Nélida Piñón, la gran dama de la literatura brasileña, y que tan bien nos conoce y quiere, sostiene, con pasión incluso, que todo viaje que realizamos nos hace mejores, más completos y confortados. En cualquier clase de viaje, incluso en el de trabajo, siempre hay un momento en que te capta una emoción (esa escalinata, aquel jardín, el sabor de un vino…) que te va a acompañar siempre, aunque al cabo la olvides.
Viajar es mirar y sentir, pero sobre todo dejarte tentar por lo desconocido, lo extraordinario y la belleza. Un buen ejercicio que debiéramos hacer todos al regreso del viaje es preguntarnos por el pájaro de la verdad que se nos ha posado para la eternidad en la retina de nuestra memoria. Todos encontramos uno o varios de estos plumosos mágicos.
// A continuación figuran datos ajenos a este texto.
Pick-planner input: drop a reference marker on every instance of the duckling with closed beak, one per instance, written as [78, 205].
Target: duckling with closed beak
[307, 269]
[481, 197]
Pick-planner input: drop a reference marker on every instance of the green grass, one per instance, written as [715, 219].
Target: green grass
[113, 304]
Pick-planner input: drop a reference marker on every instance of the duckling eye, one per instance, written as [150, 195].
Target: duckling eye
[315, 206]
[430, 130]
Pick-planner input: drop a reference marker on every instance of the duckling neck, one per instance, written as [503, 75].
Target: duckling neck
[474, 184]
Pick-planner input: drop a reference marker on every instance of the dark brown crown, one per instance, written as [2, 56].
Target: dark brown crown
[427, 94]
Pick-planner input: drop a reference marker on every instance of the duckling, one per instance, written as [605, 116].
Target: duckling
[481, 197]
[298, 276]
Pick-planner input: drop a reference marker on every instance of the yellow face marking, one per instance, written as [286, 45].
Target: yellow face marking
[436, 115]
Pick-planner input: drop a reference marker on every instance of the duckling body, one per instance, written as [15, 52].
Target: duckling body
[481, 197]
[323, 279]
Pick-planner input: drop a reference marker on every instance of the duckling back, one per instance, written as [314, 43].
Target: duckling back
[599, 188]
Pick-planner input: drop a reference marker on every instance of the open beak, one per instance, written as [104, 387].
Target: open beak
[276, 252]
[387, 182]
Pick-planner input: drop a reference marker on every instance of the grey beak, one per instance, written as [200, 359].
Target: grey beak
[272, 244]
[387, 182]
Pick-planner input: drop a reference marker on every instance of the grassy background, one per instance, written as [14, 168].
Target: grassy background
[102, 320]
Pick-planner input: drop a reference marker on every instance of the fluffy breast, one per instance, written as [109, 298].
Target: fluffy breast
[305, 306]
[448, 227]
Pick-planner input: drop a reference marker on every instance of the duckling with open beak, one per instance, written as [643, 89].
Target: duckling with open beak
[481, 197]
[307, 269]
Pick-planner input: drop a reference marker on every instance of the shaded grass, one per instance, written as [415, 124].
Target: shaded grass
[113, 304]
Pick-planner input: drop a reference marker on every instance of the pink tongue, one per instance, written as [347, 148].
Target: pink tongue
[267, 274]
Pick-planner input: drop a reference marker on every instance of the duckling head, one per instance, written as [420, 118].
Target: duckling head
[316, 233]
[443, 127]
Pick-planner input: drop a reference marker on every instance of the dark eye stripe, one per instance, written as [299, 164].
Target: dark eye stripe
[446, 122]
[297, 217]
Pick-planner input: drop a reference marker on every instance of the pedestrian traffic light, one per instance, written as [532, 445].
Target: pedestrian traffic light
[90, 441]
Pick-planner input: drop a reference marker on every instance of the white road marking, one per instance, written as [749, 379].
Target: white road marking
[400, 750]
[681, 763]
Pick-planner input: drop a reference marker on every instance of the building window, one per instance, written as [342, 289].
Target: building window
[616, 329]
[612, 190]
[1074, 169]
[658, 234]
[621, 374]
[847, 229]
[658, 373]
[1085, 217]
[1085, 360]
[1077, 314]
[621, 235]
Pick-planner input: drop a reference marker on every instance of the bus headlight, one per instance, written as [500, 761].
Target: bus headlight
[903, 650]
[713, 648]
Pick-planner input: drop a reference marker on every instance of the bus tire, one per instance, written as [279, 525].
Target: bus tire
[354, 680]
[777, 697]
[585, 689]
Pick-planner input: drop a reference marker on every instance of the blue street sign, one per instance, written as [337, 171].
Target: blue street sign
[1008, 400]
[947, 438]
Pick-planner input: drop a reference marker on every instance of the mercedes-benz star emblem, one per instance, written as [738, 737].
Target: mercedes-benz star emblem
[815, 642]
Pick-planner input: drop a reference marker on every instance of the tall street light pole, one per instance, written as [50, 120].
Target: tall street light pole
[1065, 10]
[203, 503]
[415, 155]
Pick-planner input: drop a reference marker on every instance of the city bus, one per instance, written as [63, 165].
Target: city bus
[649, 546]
Incluso los azares peligrosos o desgraciados en ese caminar (“Jamás montaré en una barcaza en el rio Congo”, dice mi amiga Azahara, a punto de ver su vida arruinada en el lodo de la noche) te hacen crecer. Pero son los más felices o extraordinarios aquellos que mejor acogemos y siempre mecemos.
Recuerdo el impacto desmedido que me produjo la contemplación del David de Miguel Ángel. Desde entonces sé la dimensión auténtica del hombre completo. Luego descubriría que no soy el único a quien el conocimiento del coloso más bello de la historia transformó para siempre.
La vista, desde la perspectiva de unos 200 metros, de la plaza de Yamaa el Fna, de Marrakech, con su polvareda enorme de vida y tierra al vuelo, me situó para siempre en el engrudo mismo de una cultura musulmana que aspira a ser eterna.
El alarido del barco tras ser golpeado por un infierno de agua agazapada en las simas del Estrecho de Magallanes, me indicó que el miedo definitivo debe ser el amo de todo aquello.
En el viaje también se nos posa en el brazo una mariposa que, al ser tan hermosa, espantamos como al demonio de las tentaciones por si acaso.
Y te sirven vino de tinto de uva malvasía, cuando dejas la ciudad de Mostar atrás, como preparada para recibir otro bombardeo, que consigue ponerte en el lugar de un Ulises refocilado y tierno después de vencer a la harpía.
Sí, recordar las pedaladas más profundas del viaje debería ser un ejercicio obligado. Sobre todo para el turista contemporáneo, ya que con más frecuencia de la necesaria se ve a sí mismo como el Gila de la ruta de “siete países en una semana y piedras, piedras y más piedras”.
Todo viaje, incluso el más insignificante, te deja un beso en la mejilla o una advertencia.
Mi amigo Quim me cuenta maravillado cómo el arroz con conejo y caracoles que tomó en el restaurante Elías, en Monóvar, Alicante, hecho a fuego violento de sarmiento, le produjo, entre otros benditos trastornos, la meada más perfumada de su vida: el romero, el tomillo, el azafrán y las resinas del sarmiento consiguieron la lluvia dorada más maravillosa. Aquel pis era otra cosa. Olía a tesoro.